Double reality but no commotion

  • 2014-05-01
  • By TBT staff

HOMECOMING: Latvian-American Celmins has had her works featured throughout the U.S. and Europe, but this is her first solo exhibition in Latvia.

RIGA - As part of the Riga European Capital of Culture program, almost 50 works by the world’s most famous Latvian painter, Vija Celmins, will be on show during the 2014 spring/summer season in the Art Museum Riga Bourse.
Works for the exhibition “Double Reality” have come from the collections of the Museum of Modern Art in New York, the National Art Gallery in Washington, U.S. embassy in Latvia, McKee gallery, Frankfurt am Main Art Museum, the Foundation Cartier Center for Contemporary Arts in Paris, the Latvian National Museum of Art and from Vija Celmins’ own collection.
Celmins (1938) was born in Riga, but in 1944 she and her family became refugees due to Soviet Russia’s illegal invasion and occupation of Latvia.

She emigrated to the USA in 1948, settling in Indiana in 1949. From 1963 – 1981 she lived and worked in Los Angeles. In 1981 she moved to New York.
We can say the exhibition will give viewers the opportunity to see the artist’s art over a 50-year period, as the oldest work, Gun with Hand, was painted in 1964. It tells of the artist’s political activism in the 1960s when young artists were ready to protest against any kind of violence.

Interviewed about her new exhibit, Celmina mentions that much in art cannot be described in words. She has no intention of causing a big commotion with her works; they are her reflection of reality. It is not an imprint, but a reproduction, or rather, a “re-creation.” Reality through a prism, from various vantage points, not just one, Celmina states.
Curator of the exhibition Elita Ansone said that the exhibit encompasses 50 years in her career.
Here we have paintings, sculptures, chalk drawings, wood-cuts, etchings, and more.

Celmins is also famous for her sculpture of the two meter-long wooden comb. This pop art period can also be seen in several of the artist’s works on show. In the 1960s Celmina depicted everyday items that were to be found in her ascetic studio in Venice, California. Visitors will be able to see surreally hypertrophied sculptures of erasers and pencils. There is also a table lamp painted with two bulbs like eyes.

In the 1970s the ocean, desert and stars became the main themes in the artist’s portfolio. Later, at the end of the 1990s, the artist also revealed the fragile and perfect structure of the spider’s web. Celmins continues to depict these natural structures. She has painted them, drawn them in graphite and charcoal, produced mezzotints, aquatints and lithographs. This is all in the attempt to see how far she can go in technical perfection.

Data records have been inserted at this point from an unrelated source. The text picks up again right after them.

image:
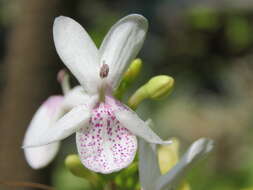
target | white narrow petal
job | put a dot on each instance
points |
(196, 151)
(77, 96)
(40, 157)
(137, 126)
(72, 121)
(43, 118)
(105, 146)
(148, 165)
(121, 45)
(77, 51)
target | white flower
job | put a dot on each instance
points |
(105, 128)
(149, 171)
(47, 114)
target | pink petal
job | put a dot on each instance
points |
(105, 146)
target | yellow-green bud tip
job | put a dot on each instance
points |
(133, 70)
(159, 86)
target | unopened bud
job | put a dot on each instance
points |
(129, 77)
(159, 87)
(133, 71)
(74, 165)
(156, 88)
(63, 79)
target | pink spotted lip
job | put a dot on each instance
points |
(106, 146)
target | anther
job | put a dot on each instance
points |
(104, 70)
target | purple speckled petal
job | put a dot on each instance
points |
(105, 146)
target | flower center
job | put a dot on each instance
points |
(104, 70)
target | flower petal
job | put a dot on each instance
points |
(77, 96)
(196, 151)
(105, 146)
(121, 45)
(133, 123)
(40, 157)
(72, 121)
(77, 51)
(43, 118)
(148, 165)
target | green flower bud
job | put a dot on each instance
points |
(74, 165)
(156, 88)
(129, 77)
(133, 70)
(159, 87)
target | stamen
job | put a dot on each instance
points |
(104, 70)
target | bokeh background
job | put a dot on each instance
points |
(207, 46)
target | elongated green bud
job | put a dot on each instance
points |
(133, 70)
(129, 77)
(156, 88)
(159, 87)
(74, 165)
(63, 79)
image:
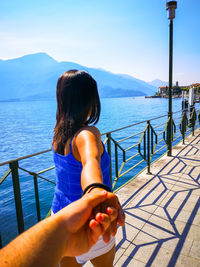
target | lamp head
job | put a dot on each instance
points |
(170, 7)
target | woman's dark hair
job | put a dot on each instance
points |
(77, 98)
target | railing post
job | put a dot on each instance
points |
(108, 135)
(148, 148)
(184, 126)
(169, 135)
(0, 242)
(17, 196)
(37, 197)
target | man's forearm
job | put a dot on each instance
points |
(42, 245)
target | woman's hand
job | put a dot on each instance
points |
(82, 229)
(109, 207)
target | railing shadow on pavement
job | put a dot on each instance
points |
(160, 218)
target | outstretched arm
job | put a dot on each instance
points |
(87, 148)
(67, 233)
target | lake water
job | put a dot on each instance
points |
(27, 127)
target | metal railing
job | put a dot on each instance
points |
(142, 148)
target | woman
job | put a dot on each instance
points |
(80, 157)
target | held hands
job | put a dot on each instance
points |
(108, 230)
(83, 221)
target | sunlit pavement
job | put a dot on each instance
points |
(163, 212)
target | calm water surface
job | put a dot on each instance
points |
(27, 127)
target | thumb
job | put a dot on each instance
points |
(95, 198)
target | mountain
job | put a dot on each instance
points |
(158, 83)
(35, 76)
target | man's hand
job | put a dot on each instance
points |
(104, 207)
(83, 229)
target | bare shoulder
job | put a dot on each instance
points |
(88, 132)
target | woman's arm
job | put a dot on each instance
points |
(88, 149)
(67, 233)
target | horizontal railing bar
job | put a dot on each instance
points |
(120, 169)
(131, 147)
(177, 137)
(5, 176)
(177, 118)
(129, 137)
(25, 157)
(159, 125)
(132, 157)
(45, 170)
(46, 180)
(106, 139)
(130, 169)
(161, 140)
(134, 125)
(177, 111)
(160, 149)
(34, 173)
(159, 133)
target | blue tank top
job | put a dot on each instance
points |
(68, 178)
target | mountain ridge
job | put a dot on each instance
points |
(37, 74)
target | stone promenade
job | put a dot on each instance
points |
(163, 212)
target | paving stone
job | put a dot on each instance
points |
(127, 261)
(162, 258)
(195, 250)
(187, 261)
(156, 215)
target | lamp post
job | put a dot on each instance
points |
(170, 7)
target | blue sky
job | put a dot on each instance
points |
(128, 37)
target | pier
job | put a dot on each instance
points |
(161, 202)
(163, 212)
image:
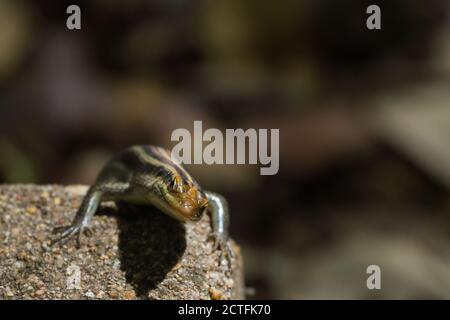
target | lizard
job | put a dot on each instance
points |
(147, 175)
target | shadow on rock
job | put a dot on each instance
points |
(150, 245)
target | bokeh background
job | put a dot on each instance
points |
(364, 123)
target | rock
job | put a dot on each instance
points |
(133, 252)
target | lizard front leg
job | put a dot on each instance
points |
(219, 213)
(91, 201)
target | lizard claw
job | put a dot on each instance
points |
(65, 233)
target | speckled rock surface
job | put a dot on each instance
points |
(133, 252)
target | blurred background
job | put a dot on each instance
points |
(364, 123)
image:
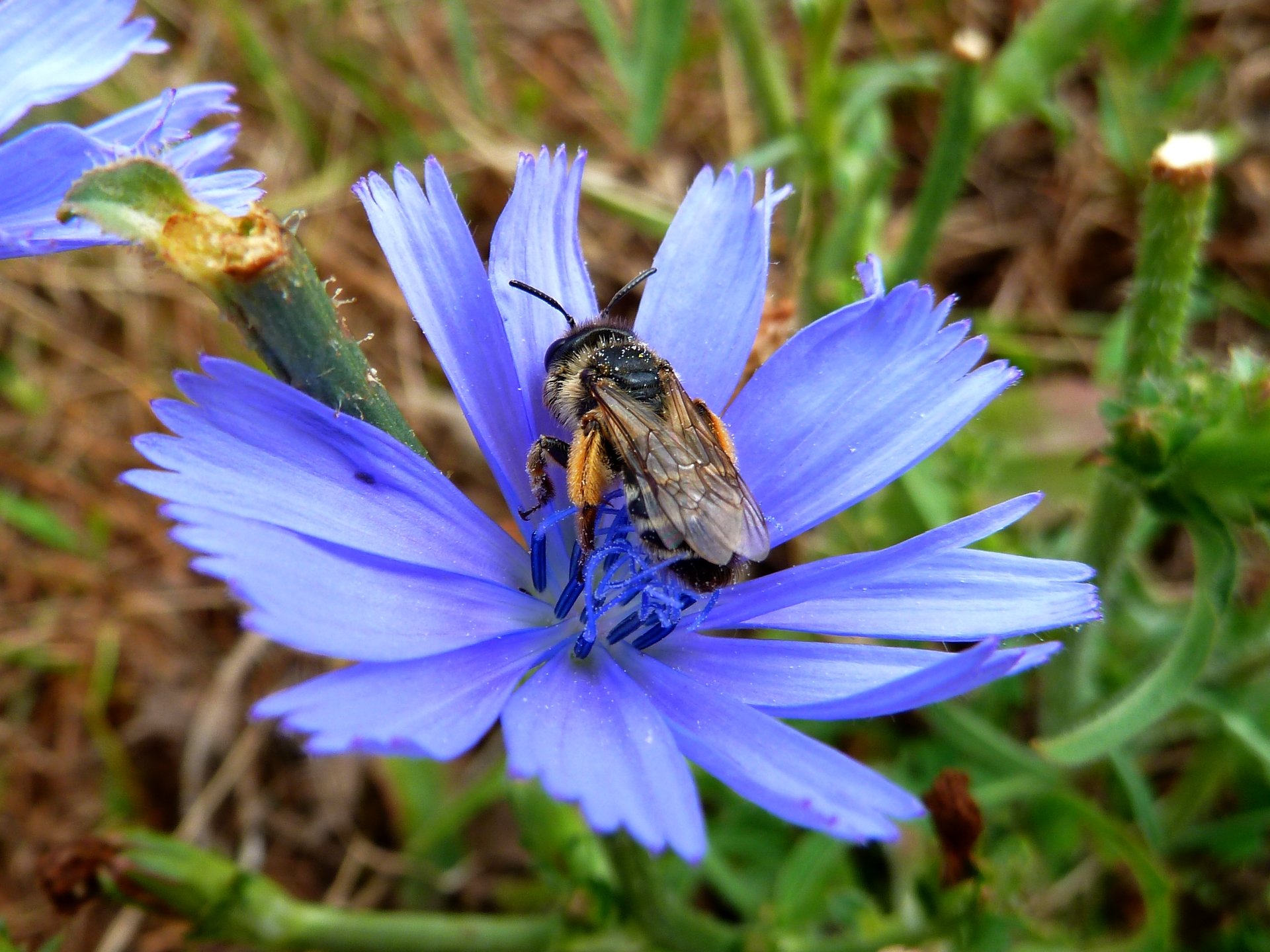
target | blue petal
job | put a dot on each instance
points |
(435, 707)
(813, 680)
(51, 50)
(40, 165)
(925, 588)
(536, 241)
(701, 309)
(591, 735)
(432, 254)
(257, 448)
(773, 764)
(826, 576)
(854, 401)
(167, 117)
(346, 603)
(954, 597)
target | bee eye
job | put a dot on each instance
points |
(552, 352)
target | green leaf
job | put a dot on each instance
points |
(804, 879)
(1166, 686)
(36, 521)
(132, 198)
(1023, 77)
(1238, 723)
(661, 28)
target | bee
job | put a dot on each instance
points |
(632, 418)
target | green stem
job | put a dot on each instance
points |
(1166, 687)
(1173, 233)
(765, 71)
(822, 28)
(951, 154)
(228, 904)
(290, 320)
(255, 270)
(1174, 215)
(667, 923)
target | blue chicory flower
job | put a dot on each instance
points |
(52, 50)
(346, 543)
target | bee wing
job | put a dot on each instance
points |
(686, 477)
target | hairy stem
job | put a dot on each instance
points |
(951, 154)
(229, 904)
(667, 923)
(255, 270)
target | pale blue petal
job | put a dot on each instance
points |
(773, 764)
(38, 167)
(701, 309)
(854, 401)
(813, 680)
(254, 447)
(829, 578)
(952, 597)
(345, 603)
(51, 50)
(436, 707)
(536, 241)
(591, 736)
(432, 254)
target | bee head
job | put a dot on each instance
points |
(593, 332)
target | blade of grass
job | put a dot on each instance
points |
(609, 36)
(462, 41)
(1166, 686)
(661, 28)
(766, 71)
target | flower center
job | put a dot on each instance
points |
(618, 574)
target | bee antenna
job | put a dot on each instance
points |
(626, 288)
(546, 298)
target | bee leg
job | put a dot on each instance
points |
(716, 426)
(588, 476)
(536, 465)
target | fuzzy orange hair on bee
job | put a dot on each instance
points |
(632, 418)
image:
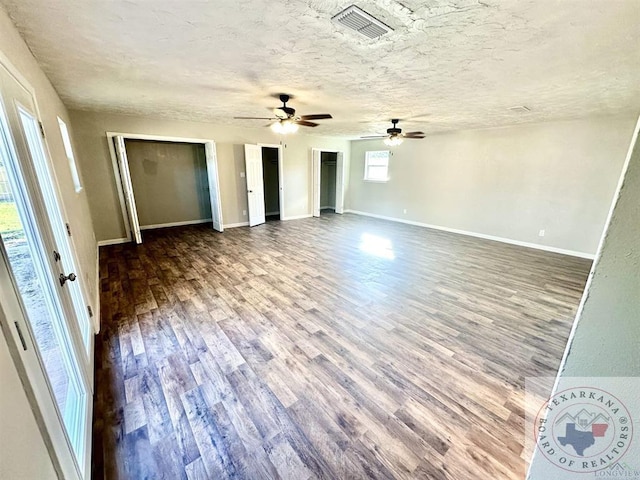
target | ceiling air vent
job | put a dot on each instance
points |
(360, 21)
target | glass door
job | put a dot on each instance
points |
(35, 295)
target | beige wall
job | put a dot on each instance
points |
(270, 177)
(22, 452)
(76, 207)
(603, 347)
(169, 181)
(90, 129)
(507, 182)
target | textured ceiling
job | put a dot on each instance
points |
(447, 65)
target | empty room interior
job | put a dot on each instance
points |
(319, 240)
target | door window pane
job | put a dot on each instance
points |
(25, 251)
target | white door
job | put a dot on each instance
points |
(315, 176)
(340, 183)
(35, 305)
(214, 185)
(255, 184)
(127, 187)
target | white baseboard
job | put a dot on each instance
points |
(297, 217)
(96, 300)
(234, 225)
(537, 246)
(113, 241)
(175, 224)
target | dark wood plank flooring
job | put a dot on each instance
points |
(338, 347)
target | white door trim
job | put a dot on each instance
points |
(160, 138)
(255, 184)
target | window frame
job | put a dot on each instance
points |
(367, 165)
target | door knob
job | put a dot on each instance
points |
(63, 278)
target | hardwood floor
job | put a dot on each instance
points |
(339, 347)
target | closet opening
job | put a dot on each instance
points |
(328, 173)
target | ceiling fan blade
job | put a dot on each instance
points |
(254, 118)
(306, 124)
(317, 116)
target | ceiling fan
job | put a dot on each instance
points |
(395, 136)
(285, 119)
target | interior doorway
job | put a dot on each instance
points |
(328, 172)
(264, 174)
(271, 180)
(165, 182)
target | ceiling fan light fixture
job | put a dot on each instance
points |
(284, 127)
(393, 140)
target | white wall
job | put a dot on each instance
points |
(504, 182)
(22, 452)
(90, 129)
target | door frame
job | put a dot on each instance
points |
(32, 377)
(316, 175)
(280, 173)
(210, 149)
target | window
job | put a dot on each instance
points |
(376, 166)
(72, 161)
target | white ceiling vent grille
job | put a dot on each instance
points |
(360, 21)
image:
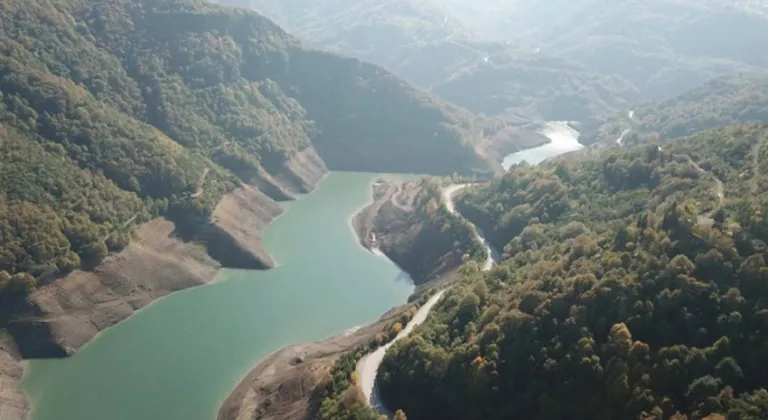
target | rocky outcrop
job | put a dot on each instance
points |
(63, 315)
(280, 386)
(233, 237)
(66, 314)
(298, 175)
(400, 227)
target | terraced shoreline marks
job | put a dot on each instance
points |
(69, 312)
(368, 366)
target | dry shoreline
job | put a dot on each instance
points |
(62, 317)
(279, 386)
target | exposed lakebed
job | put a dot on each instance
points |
(178, 358)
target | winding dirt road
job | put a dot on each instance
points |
(368, 366)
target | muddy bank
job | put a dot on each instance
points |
(401, 224)
(13, 404)
(62, 316)
(280, 386)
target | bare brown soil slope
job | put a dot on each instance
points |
(65, 314)
(393, 225)
(280, 386)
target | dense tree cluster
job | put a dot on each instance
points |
(116, 111)
(630, 289)
(719, 102)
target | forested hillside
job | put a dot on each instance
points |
(427, 46)
(719, 102)
(116, 111)
(661, 46)
(633, 286)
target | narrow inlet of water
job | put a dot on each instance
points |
(179, 358)
(562, 138)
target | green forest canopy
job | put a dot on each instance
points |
(719, 102)
(629, 290)
(111, 111)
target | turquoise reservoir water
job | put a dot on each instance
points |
(180, 357)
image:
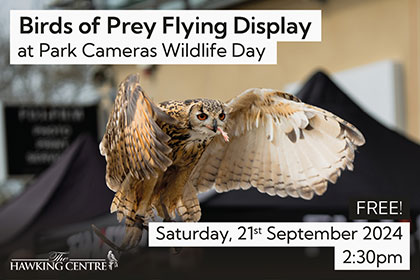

Celmins dedicated five years of her creative work (1977-1982) to “stone works.” She cast stones gathered in the desert in bronze. Two works from this series – one real and one painted bronze – will be on show in the exhibition. Conceptual intellectualism in Celmina’s art is alsomanifest in her polyptychs in which two or three different images are included in one work, requiring the viewer to compare the scale of the space, the closeness or distance.

Not unlike thousands of other Latvian-Americans, artist Celmins fled the horrors of WWII in Latvia as a young child, eventually settling in the United States after years spent in refugeecamps in Germany. Although always a gifted art student, she discovered true inspiration at opposite ends of the USA, in both New York and California. Her paintings, drawings, graphic art, sculpture, photos and other works are now displayed at the world’s best modern and contemporary art museums. Many prestigious institutions have loaned some of their best pieces to the museum. A documentary film about the artist created by the renowned Juris Podnieks Studio will also be available to visitors.